Updated on June 23, 2011

What you should fire for

I have the unfortunate experience of firing several people over nearly twelve years of management. It's really important to remember that every employee is a person, may have a family, and needs latitude at times. I have a few simple rules for firing.

If an employee steels, lies or cheats the company, fire immediately. Do not give second chances. These are actions that can't be tolerated. When an employee is fired for these actions, I've never seen them contest them. Here's an example, an employee is putting down more hours than they worked on a time card by an amount that there's no doubt they're lying. Fire them.

If an employee is given a set of rules or tasks and they fail three times in a row on more than one of them, it's likely the employee will never perform well and should be let go. Here's an example, you tell employees to lock the door when they leave, the employee doesn't do it three times over a relatively short period of time, fire them. Another is you ask for a task to be done and they continually fail. This likely means they don't have the skill to do it and if it's an important part of the job. If that's the case, you have to fire them.

You have an employee that is an asshole. I think being an asshole is a firealbe offense. Even if they do a great job at their tasks. Working in a company isn't just getting the work done, it's how it's done and the impact it has on others. An asshole is a cancer and should be removed from an organization immediately.

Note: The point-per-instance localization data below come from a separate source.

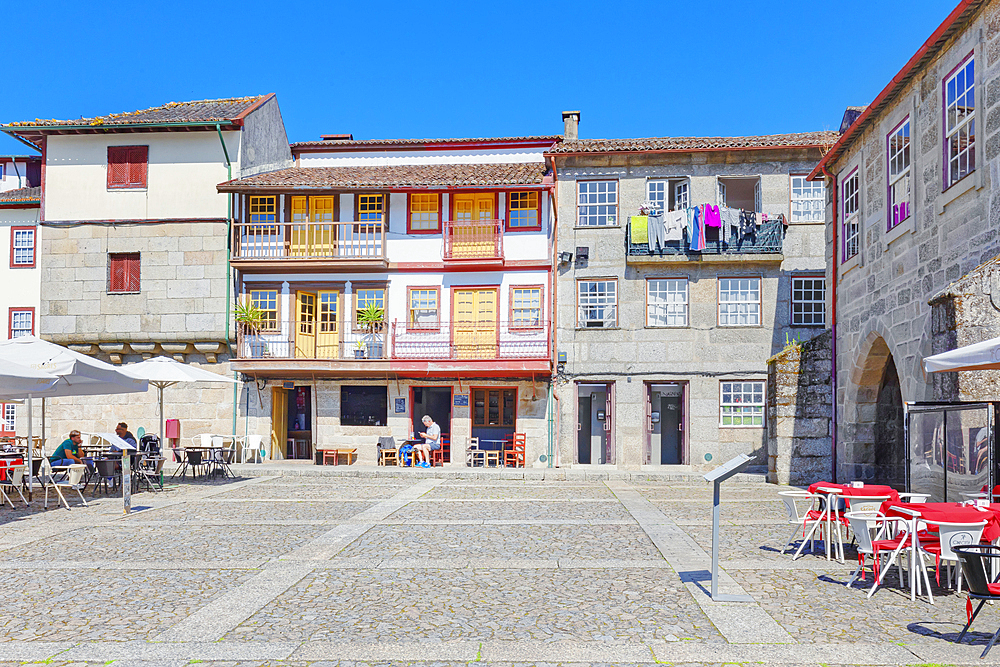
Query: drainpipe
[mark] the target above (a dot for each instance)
(833, 327)
(229, 239)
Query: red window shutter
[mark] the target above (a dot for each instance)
(138, 163)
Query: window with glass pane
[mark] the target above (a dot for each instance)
(423, 309)
(666, 302)
(24, 247)
(808, 200)
(898, 160)
(598, 303)
(523, 210)
(21, 323)
(526, 307)
(809, 300)
(739, 302)
(960, 122)
(597, 203)
(424, 211)
(267, 302)
(852, 225)
(742, 404)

Here are a few examples of where I don't think you should fire someone. You have an employee that is sick and misses critical deadlines. I encourage people to put the welfare of employees first and to help them get better, not fire them.

An employee is missing a core skill to doing a job. Be patient and get them the necessary training if they have the intellectual capabilities and desire to perform well. This is the one place in certain environments where it makes sense to put a performance plan in place. Agree on the plan with the employee and at the end, the employee should be fired or given a clean slate.

The employee that's really slow. This is a hard one. If the person is a great team fit and brings value in other ways than pure productivity, keep them. If they are slow and nobody likes them, fire them.

As an employer and manager, it's a good idea to remember that you're part of a team. Teams need people to fill various roles. All employees are not stars, nor should they be, but, each employee should fill a role and add value. If they don't add value in any way then they should be let go.